Personal details
- Born: 1 August 1944 Satkhira, Bengal, British India
- Died: 23 July 2023 (aged 78) Khulna District Jail, Khulna, Bangladesh
- Alma mater: University of Dhaka; Satkhira Government College;

Member of Parliament for Satkhira-2
- In office 28 October 2001 – 27 October 2006
- Preceded by: Kazi Shamsur Rahman
- Succeeded by: M. A. Jabbar

Personal details
- Party: Bangladesh Jamaat-e-Islami

= Abdul Khaleque Mondal =

Bangladeshi politician (1944–2023)

Abdul Khaleque Mondal (1 August 1944 – 23 July 2023) was a politician of Bangladesh Jamaat-e-Islami and was a Jatiya Sangsad member, representing the Satkhira-2 constituency from 2001 to 2006. On 24 March 2022, he was sentenced to death for war crime charges.

== Early life and education ==
Abdul Khaleque Mondal was born on 1 August 1944 in Khalilnagar, Baikari Union, Satkhira, to Chan Mandal and Diljan Bibi. He passed Kamil from madrasa in 1965 and passed BA from Satkhira Government College in 1969. He later earned a master's degree in Islamic studies from the University of Dhaka.

== Career ==
Mondal was the principal of Agardari Kamil Madrasa in Satkhira. He was associated with the then-student organization Islami Chhatra Sangha of Jamaat-e-Islami. He was the Ameer of Jamaat's Satkhira district and a member of the Central Majlis Shura. He was elected to the parliament representing the Satkhira-2 constituency as a Bangladesh Jamaat-e-Islami candidate in 2001. He lost the election in 2008 to the Jatiya Party candidate M. A. Jabbar.

== War crimes and convictions ==
The Daily Star accused him of supporting Ahle Hadith Andolon Bangladesh, an extremist group.

In July 2009, Nazrul Islam Gazi from Shimulbarhia village filed a case against Mondal for killing his father Rustam Ali during the 1971 Bangladesh Liberation War.
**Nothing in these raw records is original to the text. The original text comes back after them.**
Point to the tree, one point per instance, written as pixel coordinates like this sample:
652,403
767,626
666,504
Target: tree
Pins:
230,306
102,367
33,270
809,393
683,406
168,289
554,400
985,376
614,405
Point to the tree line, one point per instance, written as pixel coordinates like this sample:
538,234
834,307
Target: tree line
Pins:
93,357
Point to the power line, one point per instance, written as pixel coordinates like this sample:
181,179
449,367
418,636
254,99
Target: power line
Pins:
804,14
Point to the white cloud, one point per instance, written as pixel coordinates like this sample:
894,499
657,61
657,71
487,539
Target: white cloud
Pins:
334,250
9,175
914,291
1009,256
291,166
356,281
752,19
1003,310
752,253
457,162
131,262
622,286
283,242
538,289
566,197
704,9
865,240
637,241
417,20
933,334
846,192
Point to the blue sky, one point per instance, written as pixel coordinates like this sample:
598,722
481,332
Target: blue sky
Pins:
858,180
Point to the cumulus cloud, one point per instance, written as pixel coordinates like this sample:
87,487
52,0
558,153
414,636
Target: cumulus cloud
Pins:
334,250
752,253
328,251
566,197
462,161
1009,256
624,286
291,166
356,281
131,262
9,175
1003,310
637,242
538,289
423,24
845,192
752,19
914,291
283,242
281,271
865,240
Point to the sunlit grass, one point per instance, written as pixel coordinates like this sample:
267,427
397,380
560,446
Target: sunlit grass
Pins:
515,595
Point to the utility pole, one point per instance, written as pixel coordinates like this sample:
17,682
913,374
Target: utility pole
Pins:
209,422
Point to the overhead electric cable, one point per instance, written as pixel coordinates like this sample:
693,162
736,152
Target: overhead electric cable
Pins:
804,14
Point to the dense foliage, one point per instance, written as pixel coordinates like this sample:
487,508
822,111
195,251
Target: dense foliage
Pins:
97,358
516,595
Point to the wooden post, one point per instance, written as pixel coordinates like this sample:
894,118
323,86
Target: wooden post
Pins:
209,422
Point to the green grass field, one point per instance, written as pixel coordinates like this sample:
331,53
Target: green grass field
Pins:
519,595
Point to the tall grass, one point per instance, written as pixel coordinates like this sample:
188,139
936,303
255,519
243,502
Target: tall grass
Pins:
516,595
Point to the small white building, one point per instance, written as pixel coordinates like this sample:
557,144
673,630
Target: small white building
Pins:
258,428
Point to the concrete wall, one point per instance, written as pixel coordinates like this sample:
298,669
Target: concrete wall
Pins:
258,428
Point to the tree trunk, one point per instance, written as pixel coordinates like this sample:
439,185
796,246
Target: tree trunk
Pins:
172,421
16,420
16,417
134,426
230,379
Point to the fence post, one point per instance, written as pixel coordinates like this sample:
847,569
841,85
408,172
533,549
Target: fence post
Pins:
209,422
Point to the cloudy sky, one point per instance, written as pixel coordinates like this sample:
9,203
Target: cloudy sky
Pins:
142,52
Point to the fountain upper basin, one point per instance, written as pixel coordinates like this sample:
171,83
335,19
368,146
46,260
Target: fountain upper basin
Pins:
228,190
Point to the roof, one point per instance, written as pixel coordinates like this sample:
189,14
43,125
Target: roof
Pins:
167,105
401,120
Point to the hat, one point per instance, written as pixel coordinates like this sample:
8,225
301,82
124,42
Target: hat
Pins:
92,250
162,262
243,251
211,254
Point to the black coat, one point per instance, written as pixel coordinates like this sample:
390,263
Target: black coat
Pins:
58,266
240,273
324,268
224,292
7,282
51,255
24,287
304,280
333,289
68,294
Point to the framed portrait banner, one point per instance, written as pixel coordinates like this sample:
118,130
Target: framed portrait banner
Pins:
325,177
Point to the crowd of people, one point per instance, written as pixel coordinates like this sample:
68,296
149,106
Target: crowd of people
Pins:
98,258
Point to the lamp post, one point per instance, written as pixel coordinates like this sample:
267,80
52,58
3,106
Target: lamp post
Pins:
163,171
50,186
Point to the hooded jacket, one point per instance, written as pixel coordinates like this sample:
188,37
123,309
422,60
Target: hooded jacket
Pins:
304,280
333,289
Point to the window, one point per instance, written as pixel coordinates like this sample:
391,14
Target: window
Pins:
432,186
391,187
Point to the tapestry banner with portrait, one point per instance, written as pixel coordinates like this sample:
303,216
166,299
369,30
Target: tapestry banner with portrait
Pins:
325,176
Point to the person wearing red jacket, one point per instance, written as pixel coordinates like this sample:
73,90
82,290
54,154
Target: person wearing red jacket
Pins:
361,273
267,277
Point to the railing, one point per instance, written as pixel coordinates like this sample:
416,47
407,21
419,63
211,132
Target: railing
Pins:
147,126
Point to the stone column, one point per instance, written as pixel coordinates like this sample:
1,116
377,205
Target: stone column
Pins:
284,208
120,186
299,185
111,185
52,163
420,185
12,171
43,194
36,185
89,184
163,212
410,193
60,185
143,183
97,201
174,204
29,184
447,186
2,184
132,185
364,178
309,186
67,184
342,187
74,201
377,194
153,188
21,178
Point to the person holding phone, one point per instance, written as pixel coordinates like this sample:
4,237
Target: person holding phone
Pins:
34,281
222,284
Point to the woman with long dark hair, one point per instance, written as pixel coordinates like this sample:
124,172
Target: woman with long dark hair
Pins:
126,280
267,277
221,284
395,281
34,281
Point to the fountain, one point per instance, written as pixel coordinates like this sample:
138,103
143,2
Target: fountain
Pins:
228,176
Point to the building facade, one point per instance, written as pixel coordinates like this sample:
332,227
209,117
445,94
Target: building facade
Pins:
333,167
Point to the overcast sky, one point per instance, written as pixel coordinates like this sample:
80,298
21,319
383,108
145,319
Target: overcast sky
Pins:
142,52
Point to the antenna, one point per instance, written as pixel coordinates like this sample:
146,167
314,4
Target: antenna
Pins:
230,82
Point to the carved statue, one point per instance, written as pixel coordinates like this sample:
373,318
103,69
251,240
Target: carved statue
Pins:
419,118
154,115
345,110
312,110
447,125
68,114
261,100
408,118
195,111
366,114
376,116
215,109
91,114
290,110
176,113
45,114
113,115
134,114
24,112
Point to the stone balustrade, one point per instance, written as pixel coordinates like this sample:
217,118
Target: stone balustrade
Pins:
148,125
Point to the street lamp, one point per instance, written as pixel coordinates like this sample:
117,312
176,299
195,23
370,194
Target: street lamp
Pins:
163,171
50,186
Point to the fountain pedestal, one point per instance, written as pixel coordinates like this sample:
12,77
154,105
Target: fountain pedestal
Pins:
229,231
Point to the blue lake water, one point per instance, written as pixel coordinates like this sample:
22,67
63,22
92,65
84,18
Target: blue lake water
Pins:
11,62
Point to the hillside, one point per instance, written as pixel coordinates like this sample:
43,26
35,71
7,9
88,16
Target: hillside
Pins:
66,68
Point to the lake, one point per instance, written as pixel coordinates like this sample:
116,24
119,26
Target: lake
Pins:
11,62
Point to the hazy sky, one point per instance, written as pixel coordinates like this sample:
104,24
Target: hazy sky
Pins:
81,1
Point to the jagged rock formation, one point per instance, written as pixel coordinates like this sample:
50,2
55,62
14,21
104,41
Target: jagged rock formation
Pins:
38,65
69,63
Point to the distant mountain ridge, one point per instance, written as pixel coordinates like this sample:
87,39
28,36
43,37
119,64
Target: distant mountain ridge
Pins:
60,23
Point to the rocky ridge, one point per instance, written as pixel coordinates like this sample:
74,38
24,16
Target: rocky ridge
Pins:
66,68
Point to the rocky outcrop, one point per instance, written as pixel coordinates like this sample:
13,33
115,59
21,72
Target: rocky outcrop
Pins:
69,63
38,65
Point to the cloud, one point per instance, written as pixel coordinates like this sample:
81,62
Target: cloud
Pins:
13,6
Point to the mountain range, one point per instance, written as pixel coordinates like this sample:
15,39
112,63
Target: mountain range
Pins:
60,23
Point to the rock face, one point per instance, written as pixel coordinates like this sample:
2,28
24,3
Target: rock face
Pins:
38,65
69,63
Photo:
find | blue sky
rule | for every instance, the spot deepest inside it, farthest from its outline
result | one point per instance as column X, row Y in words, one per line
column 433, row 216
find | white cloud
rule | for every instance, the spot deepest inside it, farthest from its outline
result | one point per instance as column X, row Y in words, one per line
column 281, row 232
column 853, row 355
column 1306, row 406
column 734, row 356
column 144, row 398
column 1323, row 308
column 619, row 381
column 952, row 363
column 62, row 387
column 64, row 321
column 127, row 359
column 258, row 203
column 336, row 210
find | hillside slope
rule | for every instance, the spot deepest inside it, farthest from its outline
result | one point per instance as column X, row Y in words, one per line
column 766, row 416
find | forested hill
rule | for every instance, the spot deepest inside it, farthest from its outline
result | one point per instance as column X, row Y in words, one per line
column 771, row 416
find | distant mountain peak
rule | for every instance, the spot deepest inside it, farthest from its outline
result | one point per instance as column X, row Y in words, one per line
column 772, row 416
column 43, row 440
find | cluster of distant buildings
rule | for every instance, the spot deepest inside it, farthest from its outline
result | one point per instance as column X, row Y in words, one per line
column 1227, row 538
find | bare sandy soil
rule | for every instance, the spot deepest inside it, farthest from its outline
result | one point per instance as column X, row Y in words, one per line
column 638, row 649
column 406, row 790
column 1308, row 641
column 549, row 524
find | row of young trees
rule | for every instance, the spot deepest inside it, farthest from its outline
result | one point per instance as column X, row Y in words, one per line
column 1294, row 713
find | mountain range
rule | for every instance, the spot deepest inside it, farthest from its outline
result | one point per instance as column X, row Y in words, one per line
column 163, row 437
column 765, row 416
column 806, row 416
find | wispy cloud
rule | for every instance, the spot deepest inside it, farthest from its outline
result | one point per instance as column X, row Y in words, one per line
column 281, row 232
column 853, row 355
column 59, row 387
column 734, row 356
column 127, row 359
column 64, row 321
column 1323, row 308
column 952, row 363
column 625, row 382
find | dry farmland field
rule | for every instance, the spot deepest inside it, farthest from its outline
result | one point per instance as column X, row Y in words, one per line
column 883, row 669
Mandal was arrested on 16 June 2015 at a madrasa at Sadar Upazila on charges of planning to orchestrate violence. On 21 August, he was shown arrested in the war crime charges investigated at the International Crimes Tribunal. On 24 March 2022, Mondal was sentenced to death for the war crimes and crimes against humanity, including murder, rape, detention and torture. He had served in the paramilitary Razakar unit during the war.

== Death ==
Abdul Khaleque Mondal died on 23 July 2023, at the age of 78.